García Vargas me descubrió algo que yo desconocía hasta entonces. En un momento del discurso añadió: «No me resisto a destacar el relato de su infancia en la pobreza, siguiendo los pasos de El primer hombre, de Camus, de una España triste y no lejana, que no deberíamos olvidar tan fácilmente».

Su frase me iluminó. Es posible que la gran novela de Albert Camus haya tenido influencia en el relato de mi infancia en mis memorias. Hasta aquel instante no había tenido conciencia de esa posible relación. Era un hallazgo que me enorgulleció.

Contesté al discurso de García Vargas con algunos comentarios que nacían de la reflexión que me provocó la concesión del premio:

No creo que mi actividad merite el premio, pero recibirlo me ayuda a creer que pertenezco a esos espíritus libres que desde la Institución Libre de Enseñanza a la Constitución de 1978 combatieron día a día por construir una España libre, democrática, laica, moderna, pionera, abierta y progresista.

A vuestra deferencia quiero contestar con algunas confesiones. Para mí importa, más que la doctrina que cada uno profese, la honradez con que se viva.

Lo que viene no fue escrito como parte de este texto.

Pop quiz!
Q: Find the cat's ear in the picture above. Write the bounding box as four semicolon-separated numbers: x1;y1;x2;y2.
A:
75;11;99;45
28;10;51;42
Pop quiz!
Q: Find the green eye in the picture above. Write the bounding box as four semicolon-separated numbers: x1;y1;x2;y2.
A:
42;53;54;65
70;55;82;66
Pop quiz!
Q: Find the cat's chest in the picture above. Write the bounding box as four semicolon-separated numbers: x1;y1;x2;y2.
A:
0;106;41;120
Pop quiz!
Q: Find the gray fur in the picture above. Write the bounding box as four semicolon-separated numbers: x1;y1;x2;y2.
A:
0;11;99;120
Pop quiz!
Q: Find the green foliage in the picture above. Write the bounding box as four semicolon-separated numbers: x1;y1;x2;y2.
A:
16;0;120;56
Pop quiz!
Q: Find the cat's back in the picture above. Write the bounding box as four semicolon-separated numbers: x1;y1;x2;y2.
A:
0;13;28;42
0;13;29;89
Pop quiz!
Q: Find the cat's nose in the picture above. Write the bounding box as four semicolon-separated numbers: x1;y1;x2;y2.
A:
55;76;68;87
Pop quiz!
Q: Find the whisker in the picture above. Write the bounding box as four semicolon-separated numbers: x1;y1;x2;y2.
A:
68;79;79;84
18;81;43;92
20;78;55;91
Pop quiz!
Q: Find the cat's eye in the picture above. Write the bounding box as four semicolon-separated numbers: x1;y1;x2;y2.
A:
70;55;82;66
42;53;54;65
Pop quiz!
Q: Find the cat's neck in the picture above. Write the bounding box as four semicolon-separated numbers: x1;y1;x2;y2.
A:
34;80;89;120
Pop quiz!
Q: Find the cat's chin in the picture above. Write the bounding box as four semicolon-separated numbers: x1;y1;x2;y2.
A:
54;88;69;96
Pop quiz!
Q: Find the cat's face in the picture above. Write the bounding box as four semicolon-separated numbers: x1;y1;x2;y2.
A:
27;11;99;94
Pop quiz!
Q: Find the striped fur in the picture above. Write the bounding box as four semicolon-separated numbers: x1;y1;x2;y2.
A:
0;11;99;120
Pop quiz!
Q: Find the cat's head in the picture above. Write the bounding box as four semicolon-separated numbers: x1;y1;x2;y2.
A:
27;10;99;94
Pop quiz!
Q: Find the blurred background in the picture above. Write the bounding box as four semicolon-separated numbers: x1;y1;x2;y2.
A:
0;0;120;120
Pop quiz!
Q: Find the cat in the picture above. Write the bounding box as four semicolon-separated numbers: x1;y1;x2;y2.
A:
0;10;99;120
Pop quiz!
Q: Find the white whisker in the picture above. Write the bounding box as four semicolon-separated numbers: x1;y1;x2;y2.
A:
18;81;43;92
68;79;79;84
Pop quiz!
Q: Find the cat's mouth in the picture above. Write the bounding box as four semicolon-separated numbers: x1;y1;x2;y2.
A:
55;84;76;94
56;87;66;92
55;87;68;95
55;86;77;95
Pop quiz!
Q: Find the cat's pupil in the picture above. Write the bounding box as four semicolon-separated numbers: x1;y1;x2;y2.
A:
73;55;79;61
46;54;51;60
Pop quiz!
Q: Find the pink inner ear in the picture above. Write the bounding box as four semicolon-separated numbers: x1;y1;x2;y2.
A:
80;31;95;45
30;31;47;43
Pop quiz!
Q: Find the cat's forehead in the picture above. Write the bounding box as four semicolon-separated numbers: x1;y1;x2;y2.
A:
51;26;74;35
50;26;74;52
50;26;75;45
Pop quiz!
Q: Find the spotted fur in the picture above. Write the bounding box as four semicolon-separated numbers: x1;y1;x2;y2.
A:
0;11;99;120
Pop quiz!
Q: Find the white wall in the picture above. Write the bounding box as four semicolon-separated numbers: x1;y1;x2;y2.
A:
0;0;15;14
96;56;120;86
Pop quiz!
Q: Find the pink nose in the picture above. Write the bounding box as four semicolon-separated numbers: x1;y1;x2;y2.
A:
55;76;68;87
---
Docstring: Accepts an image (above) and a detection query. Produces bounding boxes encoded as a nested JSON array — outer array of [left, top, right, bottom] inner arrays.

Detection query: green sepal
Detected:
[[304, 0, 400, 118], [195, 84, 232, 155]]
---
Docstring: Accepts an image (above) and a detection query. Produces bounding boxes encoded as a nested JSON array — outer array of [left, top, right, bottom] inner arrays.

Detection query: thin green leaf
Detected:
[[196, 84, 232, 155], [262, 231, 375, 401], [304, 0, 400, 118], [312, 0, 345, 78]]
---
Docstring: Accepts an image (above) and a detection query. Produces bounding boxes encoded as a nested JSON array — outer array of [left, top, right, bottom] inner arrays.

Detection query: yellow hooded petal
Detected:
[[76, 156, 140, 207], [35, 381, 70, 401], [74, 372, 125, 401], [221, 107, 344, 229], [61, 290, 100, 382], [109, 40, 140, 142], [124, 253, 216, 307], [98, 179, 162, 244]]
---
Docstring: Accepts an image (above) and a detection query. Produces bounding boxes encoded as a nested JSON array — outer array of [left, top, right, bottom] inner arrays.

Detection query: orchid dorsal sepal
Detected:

El triunfo no es el éxito, sino la coherencia en la conducta.[…]

No existe una doctrina, sea ésta política, filosófica o religiosa, que valga más que la dignidad de la persona. La lucha por la dignidad de cada persona es un objetivo superior, es el combate principal de la actitud del hombre social.

Yo, como el maestro Bobbio, he aprendido a respetar las ideas ajenas, a detenerme ante el secreto de cada conciencia, a comprender antes de discutir, y a discutir antes de condenar. Y puesto que estoy en vena de confesiones, hago todavía una, tal vez superflua: detesto a los fanáticos con toda mi alma.[…]

Se cumplen ahora cuatrocientos años de la aparición de don Quijote de la Mancha.

Lleva cuatrocientos años cabalgando por las junglas y las tundras del pensamiento humano, y ha crecido en vitalidad y estructura. […] Muchos de nosotros tuvimos la suerte de escuchar la voz suave y precisa de un Quijote de nuestro siglo, Fernando Abril Martorell. Otros habrán de oír su voz, su fuerza, a partir de ahora a través de nuestros recuerdos, de la justa memorabilia que le debemos. Para todos, los de ayer, los que hoy nos reunimos, los que vendrán y descubrirán al Fernando Abril humanista y certero, es una gran fortuna que este inolvidable valenciano haya vivido entre nosotros.

Recibí un gran número de felicitaciones por la concesión del premio, entre las que quiero destacar la que me envió Francisco Ayala, a quien tanto admiraba:

Querido Alfonso:

Es usted una de las pocas personas sensatas que van quedando en este país, tan digno de verdad de mejor suerte. Cada día y en cada ocasión que aparece en los periódicos alguna presencia de usted siento yo renovada mi confianza en el ser humano.

Reciba estas palabras como adhesión al Premio Abril Martorell, que acaba de recibir.

Un gran abrazo.

Sentí un gran orgullo, por quien lo decía, por lo que decía y por cómo lo decía. No ha sido nunca la vanidad un peso sobre mis hombros, pero esta carta me compensó de muchos esfuerzos y sinsabores.